Damian Marley is turning a former state prison into a weed farm

Life

As one of the most distinctive voices in modern reggae, Damian Marley knows to flip a metaphor for massive effect. He did it earlier this year with his "Nail Pon Cross" video, in which he depicted a black boy, a Muslim man, a Latino man and a police officer being crucified on telephone poles. That video was meant to inspire discussion about how people discriminate based on appearances. Now, in a new venture, Marley is bringing his knack for symbolism into the real world — and using it to affect real change in one California town and beyond.

Billboard reported Monday Marley and Ocean Grown Extracts announced plans to turn a California state prison that once incarcerated drug offenders into a grow space for cultivating medical marijuana. 

"Many people sacrificed so much for the herb over the years who got locked up," Marley told Billboard, noting the poetic turn. "If this [venture] helps people and it's used for medicinal purposes and inspires people, it's a success."

According to some of the details of the buy in Coalinga, California, it's already done a world of good. Billboard reported Marley and his partners' $4.1 million purchase relieved some of the town's economic woes, immediately taking care of its $3.3 million debt.

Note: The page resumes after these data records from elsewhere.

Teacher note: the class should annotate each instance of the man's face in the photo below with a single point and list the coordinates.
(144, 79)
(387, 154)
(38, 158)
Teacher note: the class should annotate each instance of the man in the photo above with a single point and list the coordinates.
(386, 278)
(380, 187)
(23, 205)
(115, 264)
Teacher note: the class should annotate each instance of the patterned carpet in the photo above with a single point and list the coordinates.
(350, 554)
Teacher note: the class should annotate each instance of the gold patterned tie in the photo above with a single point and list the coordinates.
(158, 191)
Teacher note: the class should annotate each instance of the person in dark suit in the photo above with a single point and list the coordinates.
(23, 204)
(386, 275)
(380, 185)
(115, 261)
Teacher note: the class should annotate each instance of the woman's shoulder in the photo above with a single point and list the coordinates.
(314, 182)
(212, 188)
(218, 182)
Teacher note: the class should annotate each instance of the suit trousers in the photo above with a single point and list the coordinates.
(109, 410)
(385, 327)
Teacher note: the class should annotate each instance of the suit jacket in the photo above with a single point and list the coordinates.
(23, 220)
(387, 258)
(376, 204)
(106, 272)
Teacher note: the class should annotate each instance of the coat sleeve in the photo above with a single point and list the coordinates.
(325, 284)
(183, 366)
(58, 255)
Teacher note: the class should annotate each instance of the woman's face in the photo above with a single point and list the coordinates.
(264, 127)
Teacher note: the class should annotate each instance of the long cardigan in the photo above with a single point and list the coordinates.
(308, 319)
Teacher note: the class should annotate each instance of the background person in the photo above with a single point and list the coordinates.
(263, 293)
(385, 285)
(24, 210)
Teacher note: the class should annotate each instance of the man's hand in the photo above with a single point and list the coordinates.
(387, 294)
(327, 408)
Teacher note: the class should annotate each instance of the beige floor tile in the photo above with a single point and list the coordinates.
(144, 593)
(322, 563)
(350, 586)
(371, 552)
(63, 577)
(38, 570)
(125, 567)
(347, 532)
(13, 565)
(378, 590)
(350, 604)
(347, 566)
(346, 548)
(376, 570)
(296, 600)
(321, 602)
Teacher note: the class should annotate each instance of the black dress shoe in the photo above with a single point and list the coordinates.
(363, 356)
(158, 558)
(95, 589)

The farm is also set to bring 100 jobs and an estimated million dollars in annual tax revenues, a boon for a town that has suffered from California's historic drought and falling oil prices. If California decides to approve its upcoming Proposition 64, an initiative that would legalize marijuana for recreational use, the farm could stand to bring in a lot more. CNN reported in April that a small town in Colorado was all but saved from a so-called "abyss of nothingness" by marijuana legalization. 

California's vote comes up in November, alongside similar measures in Arizona, Maine, Massachusetts and Nevada. Recent polls suggest most Californians support legalization and the ballot will likely pass — just in time for Marley's first crop, which is expected in January. 

Russel A. Daniels/AP

California's legalization would be a small step toward ending part of the war on drugs the United States has been waging for years. Every year, states spend around $3.6 billion enforcing marijuana possession laws, according to the American Civil Liberties Union, as reported by a New York Times editorial in 2014. Arrests affect black communities disproportionately, as black people are nearly 4 times more likely to be arrested, even though there's roughly the same rate of black and white smokers, the ACLU reported.

"I didn't know it would happen this way," Marley told Billboard, discussing legalization. "This was definitely something we were working towards for a long time, before I was even born. There was Peter Tosh's 'Legalize It' and songs like that — this is something our culture has been working towards. I was optimistic that it would one day be legal — and now it is here." 

It seems only right that the Rastafarian rapper — a long-outspoken proponent of marijuana in interviews and songs — should be one of the first to profit.